Uniswap’s UNI token is up approximately 19% in the past 24 hours as on-chain voting began on a major governance proposal that would enable protocol fees and introduce a long-discussed UNI burn mechanism.
UNI began to climb shortly after the voting period opened at 03:50 UTC on December 20, according to Uniswap governance data. A UNI-USD one-day chart from TradingView shows the strongest phase of the rally taking place during the early hours of the voting window, with the price surging above the $5.40 to $5.50 range and continuing to rise throughout the day, alongside the increase in trading volume.
Around 7:30 p.m. UTC, UNI was trading near $6.27, up about 19% on the day. The move stood out against a relatively quiet broader market, with bitcoin consolidating near $88,300 and ether trading slightly lower around $2,976. The overall crypto market cap increased by around 1% during the same period, highlighting UNI’s relative outperformance.
The vote focuses on a sweeping governance proposal known as “Unification,” a name that reflects its goal of aligning Uniswap’s economic incentives, governance structure, and development efforts under a single framework. If approved, the proposal would implement protocol fees in Uniswap v2 and some v3 pools, routing those fees to a programmatic mechanism that burns UNI tokens.
The proposal also includes a retroactive burn of 100 million UNI from the Treasury, intended to approximate the amount that could have been burned if protocol fees had been active since the early years of Uniswap. Additional components would direct Unichain sequencer fees to the same burn mechanism and introduce new auction-based systems designed to internalize MEV while improving liquidity provider returns.

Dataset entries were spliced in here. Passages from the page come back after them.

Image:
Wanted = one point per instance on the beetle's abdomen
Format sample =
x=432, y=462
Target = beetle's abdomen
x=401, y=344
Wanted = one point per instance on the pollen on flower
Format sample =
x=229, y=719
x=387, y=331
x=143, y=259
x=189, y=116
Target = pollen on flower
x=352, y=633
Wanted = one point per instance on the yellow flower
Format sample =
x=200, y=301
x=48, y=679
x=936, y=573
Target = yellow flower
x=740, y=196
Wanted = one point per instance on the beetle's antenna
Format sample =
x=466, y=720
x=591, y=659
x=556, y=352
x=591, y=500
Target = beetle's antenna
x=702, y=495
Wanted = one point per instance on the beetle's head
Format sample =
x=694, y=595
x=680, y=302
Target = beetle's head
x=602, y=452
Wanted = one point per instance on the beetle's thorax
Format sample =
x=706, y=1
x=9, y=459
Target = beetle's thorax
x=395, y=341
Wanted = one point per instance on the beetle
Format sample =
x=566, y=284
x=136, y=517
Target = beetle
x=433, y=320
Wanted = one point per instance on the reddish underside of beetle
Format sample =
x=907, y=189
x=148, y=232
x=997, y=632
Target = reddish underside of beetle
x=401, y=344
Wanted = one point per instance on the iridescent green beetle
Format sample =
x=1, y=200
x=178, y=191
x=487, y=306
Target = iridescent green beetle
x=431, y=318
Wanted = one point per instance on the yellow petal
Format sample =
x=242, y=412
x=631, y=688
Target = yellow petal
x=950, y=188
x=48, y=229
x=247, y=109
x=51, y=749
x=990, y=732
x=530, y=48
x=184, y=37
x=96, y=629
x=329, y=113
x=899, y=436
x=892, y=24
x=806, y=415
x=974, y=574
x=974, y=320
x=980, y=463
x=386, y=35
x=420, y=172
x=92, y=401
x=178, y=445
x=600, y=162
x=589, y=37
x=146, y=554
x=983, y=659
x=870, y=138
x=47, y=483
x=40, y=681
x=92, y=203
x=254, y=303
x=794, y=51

Beyond enabling fees, the proposal formalizes closer operational alignment between Uniswap Labs, the Uniswap Foundation, and on-chain governance. Under the plan, Labs would focus on developing and growing the protocol, while removing fees from its interface, wallet, and API. Development and ecosystem initiatives would be funded through a governance-approved growth budget.
Although Uniswap governance has debated enabling protocol fees for years, previous efforts to do so have failed due to regulatory uncertainty and disagreements over incentive design. The opening of formal on-chain voting appears to have catalyzed a surge in market interest, with traders positioning themselves around the possibility of direct value accumulation tied to Uniswap’s dominant trading volumes.
Early voting data showed overwhelming support for the proposal, although voting remains open until 18:14 UTC on December 25. Although the outcome is not yet final, the timing of UNI’s rally suggests that the market is reacting to the start of the governance process itself and the prospect of a structural change in how value accrues to UNI holders.